Don’t Set Goals For 2014

Published on December 30, 2013 by

A friend and colleague emailed me a few days ago to ask me if I had set my goals for the upcoming New Year. I hadn't yet--and my suggestion for you is to hold off setting any goals for next year for now.

(By the way, if you supervise or manage anyone at work, apply what I'm going to say to leading your team.)

Instead of rushing in to set goals for the upcoming year, do this instead:

Celebrate the past year--before you think about and celebrate the upcoming New Year.

Here's how to do this in a way that will set you up for success:

Take some time and write down everything you can think of from 2013 that creates positive energy for yourself. When you write something down, take a minute and let the good feelings pop up--and then enjoy them.

Why is this important?

Think about it this way: If you were leading a team at work and you failed to acknowledge their progress and success, how would they feel about that? Not good. They would probably be thinking, "Maybe it's time I go somewhere I'm appreciated."

The point is that you are leading someone--even if that someone is you.

Before you start asking yourself what goals you're going to achieve next year, remember and relish your past growth and your past successes.

Show yourself some appreciation and give yourself some credit and praise for what has already taken place--before you consider what you want for the future.

If last year was challenging for you, this is even more important to do than if you had a stellar year.

It's time to inspire yourself instead of trying to "drive" yourself to greater accomplishments.

After you spend some time showing yourself some appreciation and respect, you will you be in a strong position to spend some time thinking about your goals for 2014.

 

 

5 Comments

  1. Steve

    Man, that's a great point! I've never thought of it from that perspective. I'm always in a hurry to dismiss the previous year, or even worse, focus on all the negative. I usually go into planning for the new year with the negative energy of hoping that it will not be like the last year.

    Yikes!

    • Alan Allard

      Steve, thanks for you comments.
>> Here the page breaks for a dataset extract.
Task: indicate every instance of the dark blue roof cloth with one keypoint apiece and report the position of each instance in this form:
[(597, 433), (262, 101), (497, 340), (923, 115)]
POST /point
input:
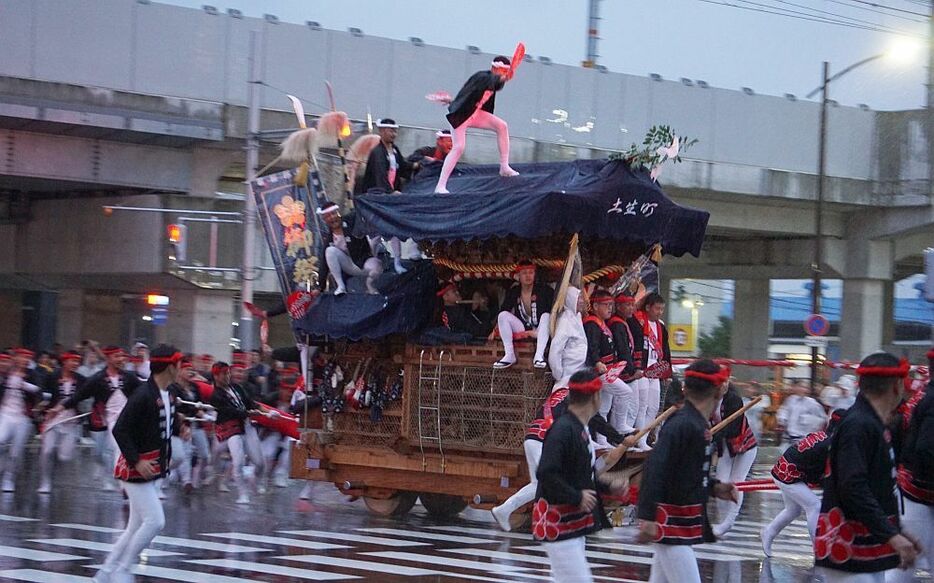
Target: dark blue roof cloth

The great thing is that this is such a simple thing to do, and even thirty minutes of remembering what has gone well will set us up to begin the New Year in a strong way.

  2. Rob

    Thanks for the great suggestion, Alan. I did this exercise and am keeping it with my 2014 goals. Funny how taking time to write things down brings things to mind you thought you'd never forget!

  3. TJ

    Excellent point! I often forget to celebrate the successes.